Return To The Mean As Normalcy Of War Quickly Settles In

Video section is only available for
PREMIUM MEMBERS

Before examining the specifics of today’s markets, it’s worth a minute to take a look at the resilience of markets across the globe, especially in those economies that have fully embraced the western model of openness and optimism.

It bears repeating that the success of western-style democracies is based on an open system of thinking, speaking and communicating. Historically, closed systems fail, even as they present open systems with lots of trouble temporarily.

European stock indexes acted fully recovered from the horrific incidents of this past Friday. The German DAX rose 2.4%, the FTSE not quite 2.00% and valiantly, the French CAX snapped back with an increase of almost 2.80%.

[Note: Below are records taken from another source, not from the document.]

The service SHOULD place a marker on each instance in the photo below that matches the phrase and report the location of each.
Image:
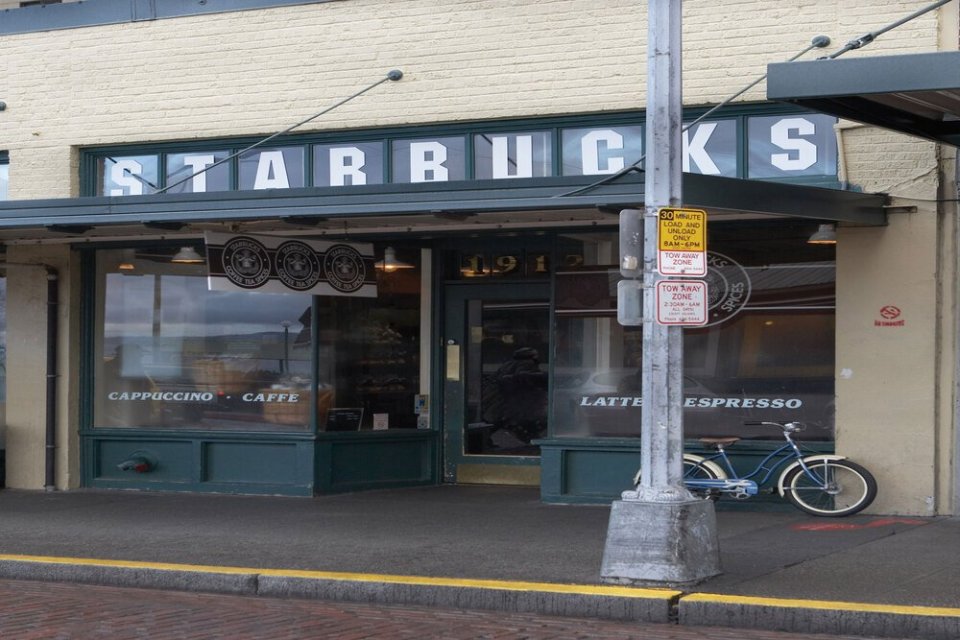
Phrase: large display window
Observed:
(767, 352)
(171, 354)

American equities were not quite so lively, but nevertheless early in the day they rose between 0.30% and 0.45%. Naturally we’re most interested in the S&P, which we are trading in right now. In midafternoon it is down marginally, having earlier risen about 1/3rd of a percent.

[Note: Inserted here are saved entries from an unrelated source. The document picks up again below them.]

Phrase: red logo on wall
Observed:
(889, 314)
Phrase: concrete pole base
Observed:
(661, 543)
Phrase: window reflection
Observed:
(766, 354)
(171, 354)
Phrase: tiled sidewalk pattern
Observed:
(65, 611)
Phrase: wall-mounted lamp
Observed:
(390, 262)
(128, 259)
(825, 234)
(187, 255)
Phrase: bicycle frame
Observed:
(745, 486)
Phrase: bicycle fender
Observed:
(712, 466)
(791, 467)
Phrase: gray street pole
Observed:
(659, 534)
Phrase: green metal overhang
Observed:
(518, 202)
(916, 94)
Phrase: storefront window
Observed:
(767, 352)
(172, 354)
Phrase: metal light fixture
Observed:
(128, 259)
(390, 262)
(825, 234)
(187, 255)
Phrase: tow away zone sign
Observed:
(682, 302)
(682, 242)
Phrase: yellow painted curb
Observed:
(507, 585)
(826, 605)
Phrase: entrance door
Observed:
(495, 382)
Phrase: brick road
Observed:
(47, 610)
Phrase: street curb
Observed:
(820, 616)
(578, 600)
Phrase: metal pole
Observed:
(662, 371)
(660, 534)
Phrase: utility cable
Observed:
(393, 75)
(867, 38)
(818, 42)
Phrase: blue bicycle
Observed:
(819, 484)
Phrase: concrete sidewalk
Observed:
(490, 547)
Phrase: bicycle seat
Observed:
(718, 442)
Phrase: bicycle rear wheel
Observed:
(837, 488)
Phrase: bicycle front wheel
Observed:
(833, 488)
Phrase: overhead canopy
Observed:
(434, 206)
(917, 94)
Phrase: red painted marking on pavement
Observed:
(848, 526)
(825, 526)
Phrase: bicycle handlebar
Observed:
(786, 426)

Many observations that can be made on any random day recently, can be made once again today.

Crude oil is dragging the equities down. The reason is one of the usual suspects. The infamous glut is prowling like a tiger. There is so much oil out there that we have to wonder if even a stiff production cut by the Gulf producers and the rest of OPEC can bail out the crude price.

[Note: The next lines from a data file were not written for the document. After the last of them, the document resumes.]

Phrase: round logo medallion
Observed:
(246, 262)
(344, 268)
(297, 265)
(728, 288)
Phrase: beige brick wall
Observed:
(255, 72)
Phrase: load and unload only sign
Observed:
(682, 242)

West Texas Intermediate is off a bit over 2.00%, having fallen below the $41 mark. Brent North Sea is doing only marginally better, limping down by not quite 2.00%.

Oil is proving a drag on American equities. There are, though, a great number of other positive developments economically in the United States.

Inflation has been picking up, as reflected in the last two reports (one issued today). Why is more inflation good? Well, at least on the temporal level, it means we are coming to a resolution regarding the Federal Reserve interest rate riddle. Higher inflation makes it more likely the Fed will push the button on a liftoff.

The core consumer-price index increased 0.2% for a second month in a row as the cost of renting homes continued to climb. Health-care costs also rebounded, according to the Labor Department. Including the volatile food and fuel categories, surprisingly the broader index advanced 0.2%, the first gain in three months.

Perhaps reflecting this renewed demand, manufacturing expanded last month, although it still remains slightly sluggish. That means there could be less of a drag on the overall American economy as we get deeper into the fourth quarter. The strongest part of the expansion occurred in home building products and automobiles, both of which had slowed markedly of late.

Surprisingly, homebuilders’ sentiment declined slightly, although the very respectable number was being measured against an upwardly revised September figure. (The fourth quarter is notoriously slow for construction, given consumer attention to holidays and the general nuisance of doing anything as the year winds down.)

Whether it was the psychological recovery after the Paris massacre, a stronger dollar, slumping oil or rising dividend payouts from equities – some called Q3 dividend distribution “astonishing” and “record breaking” – gold felt the economic headwinds full in the face.

Gold was down more than 1.00%. Silver was down about 0.3%. Platinum and palladium fell significantly.

While it wasn’t terribly typical, we could say that this was a risk-on day, hitting the precious metals in the area where they still hold most strategic importance.